In [None]:
# Import libraries here that you need for different processing steps
import nltk
import csv
import spacy
import pandas as pd

## Text Representation

### Word-to-vector

You can implement any or many of these approaches to try out which one produces the best results ultimately.

In [None]:
# Let's read a dataframe for understanding text-representation
data_df = pd.read_csv("Dataset/covid.csv")

print ("Data set: ", len(data_df))

display(data_df)

### One-Hot Encoding

In [None]:
# Explaining one-hot-encoding using one of the instances from the dataset. 
# Remember we talked about the sparsity in this approach and how this could be bad design for very large datasets.

from sklearn.preprocessing import OneHotEncoder
import itertools
import numpy as np

docs = data_df.iloc[6]["OriginalTweet"].split()
print(len(docs), docs, "\n")

# split documents to tokens
tokens_docs = [doc.split(" ") for doc in docs]

# convert list of token-lists to one flat list of tokens
# and then create a dictionary that maps word to id of word,

# For large-scale dataset
# all_tokens = itertools.chain.from_iterable(tokens_docs)

# More intuitive way, but not optimal for large-scale input
all_tokens = [token for doc in tokens_docs for token in doc]

word_to_id = {token: idx for idx, token in enumerate(set(all_tokens))}
print(len(word_to_id), word_to_id, "\n")

# convert token lists to token-id lists
token_ids = [[word_to_id[token] for token in tokens_doc] for tokens_doc in tokens_docs]

# convert list of token-id lists to one-hot representation
vec = OneHotEncoder(categories="auto")
X = vec.fit_transform(token_ids)
X = X.toarray()
X
# print(X.toarray())

### Bag Of Words BOW- CountVectorizer

In [None]:
# As discussed about the CountVectorizer, below is implemented for only a set of instances for exploration 

from sklearn.feature_extraction.text import CountVectorizer

# text = ["i love nlp. nlp is so cool"]
text = data_df.iloc[1:4]["OriginalTweet"]
print(text, "\n")
vectorizer = CountVectorizer()

# tokenize and build vocab
vectorizer.fit(text)

print(vectorizer.vocabulary_, "\n")
# encode document

vector = vectorizer.transform(text)
# summarize encoded vector

print(vector.shape, "\n") 
print(vector.toarray())

### Term Frequency- Inverse Document Frequency (TF-IDF) 

In [None]:
# As discussed about the TF-IDF, below is implemented for only a set of instances for exploration 

from sklearn.feature_extraction.text import TfidfVectorizer

# For more simple examples:
# text1 = ['i love nlp', 'nlp is so cool', 
# 'nlp is all about helping machines process language', 
# 'this tutorial is on basic nlp technique']
# print(text1)

text1 = data_df.iloc[1:6]["OriginalTweet"].tolist()
print(text1)

tf = TfidfVectorizer()
txt_fitted = tf.fit(text1)
txt_transformed = txt_fitted.transform(text1)

idf = tf.idf_
print(dict(zip(txt_fitted.get_feature_names_out(), idf)))
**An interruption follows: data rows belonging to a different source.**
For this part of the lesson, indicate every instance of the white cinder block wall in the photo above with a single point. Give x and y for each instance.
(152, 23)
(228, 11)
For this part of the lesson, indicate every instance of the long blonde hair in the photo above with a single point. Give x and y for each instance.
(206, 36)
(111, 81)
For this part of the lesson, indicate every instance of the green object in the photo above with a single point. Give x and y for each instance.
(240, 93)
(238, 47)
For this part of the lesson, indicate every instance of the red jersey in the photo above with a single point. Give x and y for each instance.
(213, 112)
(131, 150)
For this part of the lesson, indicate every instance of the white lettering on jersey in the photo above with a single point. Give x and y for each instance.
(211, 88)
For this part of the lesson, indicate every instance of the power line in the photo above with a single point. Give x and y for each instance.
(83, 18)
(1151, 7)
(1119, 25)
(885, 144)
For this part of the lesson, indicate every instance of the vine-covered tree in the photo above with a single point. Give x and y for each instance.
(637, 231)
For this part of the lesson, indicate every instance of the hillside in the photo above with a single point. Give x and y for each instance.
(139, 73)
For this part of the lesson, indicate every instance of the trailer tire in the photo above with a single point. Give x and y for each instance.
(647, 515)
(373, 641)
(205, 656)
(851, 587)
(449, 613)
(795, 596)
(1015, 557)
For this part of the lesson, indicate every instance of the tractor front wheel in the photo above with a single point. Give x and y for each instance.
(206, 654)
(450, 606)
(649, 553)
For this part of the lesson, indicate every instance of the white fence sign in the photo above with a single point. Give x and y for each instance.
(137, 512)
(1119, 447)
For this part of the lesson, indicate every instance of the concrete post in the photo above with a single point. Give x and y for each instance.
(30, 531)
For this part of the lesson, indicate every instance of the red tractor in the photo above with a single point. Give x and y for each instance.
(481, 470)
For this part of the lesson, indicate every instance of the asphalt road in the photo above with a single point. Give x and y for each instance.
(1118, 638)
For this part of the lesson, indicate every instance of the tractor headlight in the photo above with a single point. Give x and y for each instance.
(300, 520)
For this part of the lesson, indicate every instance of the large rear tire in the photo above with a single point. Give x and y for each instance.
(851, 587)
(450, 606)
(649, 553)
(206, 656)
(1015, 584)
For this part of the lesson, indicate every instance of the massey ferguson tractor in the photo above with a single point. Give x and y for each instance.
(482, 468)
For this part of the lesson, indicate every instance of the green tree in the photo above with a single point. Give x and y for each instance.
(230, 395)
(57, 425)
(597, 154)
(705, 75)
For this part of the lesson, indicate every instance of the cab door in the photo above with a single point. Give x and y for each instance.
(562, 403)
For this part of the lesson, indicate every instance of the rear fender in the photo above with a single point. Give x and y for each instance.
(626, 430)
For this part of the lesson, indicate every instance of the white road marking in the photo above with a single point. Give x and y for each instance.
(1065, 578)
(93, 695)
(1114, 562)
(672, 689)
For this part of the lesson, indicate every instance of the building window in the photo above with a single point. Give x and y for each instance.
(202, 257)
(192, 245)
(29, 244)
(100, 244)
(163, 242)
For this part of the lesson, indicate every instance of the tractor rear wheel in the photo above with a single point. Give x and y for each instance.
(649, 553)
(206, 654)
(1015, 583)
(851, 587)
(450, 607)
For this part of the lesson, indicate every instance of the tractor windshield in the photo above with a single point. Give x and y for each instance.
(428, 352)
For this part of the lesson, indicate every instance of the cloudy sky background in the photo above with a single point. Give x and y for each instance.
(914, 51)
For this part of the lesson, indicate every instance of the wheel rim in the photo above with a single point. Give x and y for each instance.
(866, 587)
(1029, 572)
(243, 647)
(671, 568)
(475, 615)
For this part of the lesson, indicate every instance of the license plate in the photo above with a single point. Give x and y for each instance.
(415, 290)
### UniGrams, BiGrams, TriGrams

In [None]:
from nltk.util import ngrams
def ngram_convertor(sentence, n=3):
    ngram_sentence = ngrams(sentence.split(), n)
    for item in ngram_sentence:
        print(item)

In [None]:
# Call this function with different values of sentence and N to see the grams building from the sentence.
sentence = data_df.iloc[2]["OriginalTweet"]
print(sentence)
N = 3
ngram_convertor(sentence,N)

## Discussion Questions

- Between one-hot encoding, count-based bag-of-words, and TF-IDF, which representation would you expect to work better for document classification, and why?
    - Do you think any of these representations is always superior to the others across different NLP tasks and datasets? Why or why not?
- TF-IDF relies on statistics from the training corpus. What potential issues might arise when applying the model to unseen documents? How could these issues be mitigated?